ASHA bid against Animal Help for the Ahmedabad ABC contracts
in 2007. The contract allocation was delayed for more than six
months. Unable to pay the Animal Help veterinarians to work in
Ahmedabad, Sehgal transferred teams to Bangalore, where they are
still active, and to Hyderabad, where the Blue Cross of Hyderabad
had already withdrawn from providing ABC service after encountering
alleged corruption.
Animal Help left Hyderabad after experiencing mob violence
allegedly incited by the same factions who had discouraged the Blue
Cross of Hyderabad.
Meanwhile the Animal Help surgical methods became
controversial after several veterinarians who claimed to have been
trained by Animal Help botched numerous surgeries while working for
other ABC programs.
An eight-member veterinary team sent by AWBI to investigate
the Animal Help surgical approach evaluated, vindicated, and
recommended it in 2009.
In the interim, two persons associated with ASHA invaded the
Animal Help office in Ahmedabad on July 30, 2007, menacing Sehgal
with staves while destroying three computers and damaging his
vehicle. Kharb urged the Ahmedabad police commissioner to
prosecute the alleged offenders, but ASHA nonetheless ended up as
the major Ahmedabad ABC contract holder, with Animal Help handling
only a small part of the city.
On November 30, 2007 ASHA director Harmesh Bhatt appealed to
ANIMAL PEOPLE for funding with which to buy vehicles and surgical
equipment, claiming that ASHA was “a registered trust approved by
the Government of India.”
Two years later, on November 20, 2009, Jamalpur district
councillor Imran Khedavala asserted to the High Court of Gujarat that
the Ahmedabad street dog population had increased from 230,000 to
more than 300,000. Unsuccessfully seeking an order that Ahmedabad
should begin killing street dogs, which would contradict the
national law that created the ABC program, Khedavala blamed both
ASHA and Animal Help.
Khedavala’s action encouraged Zahid Qureshi and Ruturaj Jadav
of the Ahmedabad Mirror to investigate.
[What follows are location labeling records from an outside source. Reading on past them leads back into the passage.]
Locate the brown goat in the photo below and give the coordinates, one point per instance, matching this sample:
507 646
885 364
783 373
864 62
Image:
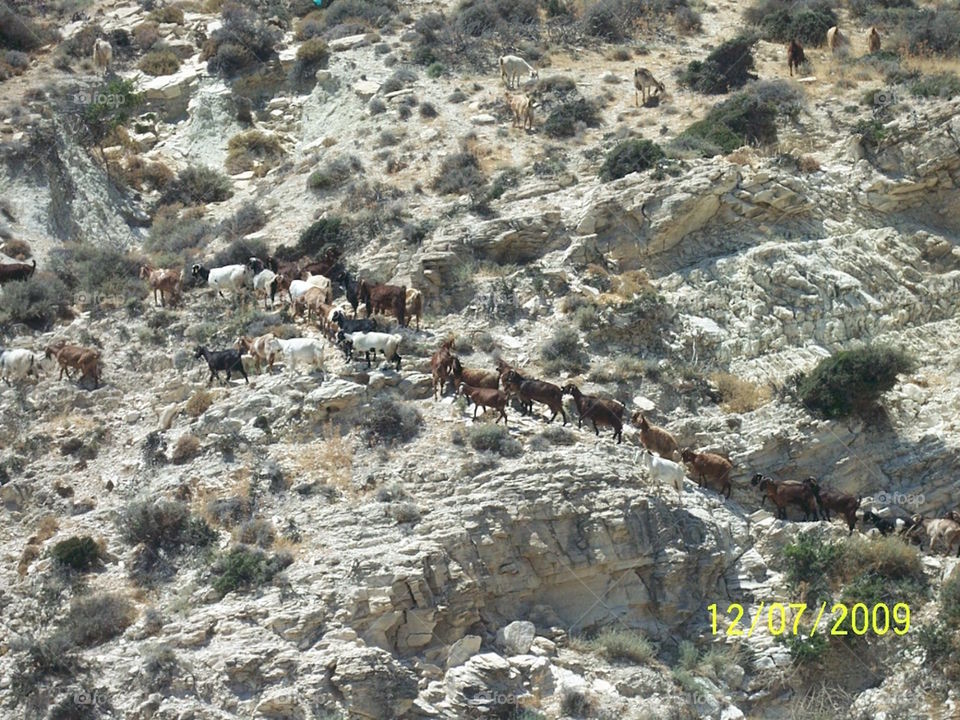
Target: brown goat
161 281
384 299
656 439
795 57
472 376
85 360
486 397
840 503
11 272
529 390
441 364
788 492
710 468
600 411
They found that 13,691 dogs
had been sterilized in Ahmedabad, mostly by Animal Help.
“We neutered 1,400 dogs in one and a half months,” Harmesh
Bhatt told them. “Our participation ended four months ago.”
The one and a half months coincided with the summer visits of
German veterinary students Alina Pohl and Laura Schueller, who
recounted their experiences on personal web sites and to the Times
News Network. In their first three weeks, they told the Times News
Network, they operated on 45 street dogs. In subsequent
correspondence they clarified that they did no sterilization surgery.
An investigator who reported to the AWBI found no evidence
that ASHA employed any other veterinary help. Yet ASHA claims to
have won the ABC contract for the city of Surat, as well.
In Ludhiana, meanwhile, “Steriliz-ation of stray dogs in
the city, which was to get under way on February 10, 2010, has been
put on hold,” reported Kuldip Bhatia of the Ludhiana Tribune.
Doggie Lane had contracted to sterilize 20,000 dogs in 2010, but
“lacked the required number of skilled and qualified veterinary
professionals and also did not have the necessary experience in
conducting surgical procedures at such a large scale,” Bhatia
reported.
“We have invited the second lowest bidder to take up the
work,” said Ludhiana commissioner A.K. Sinha.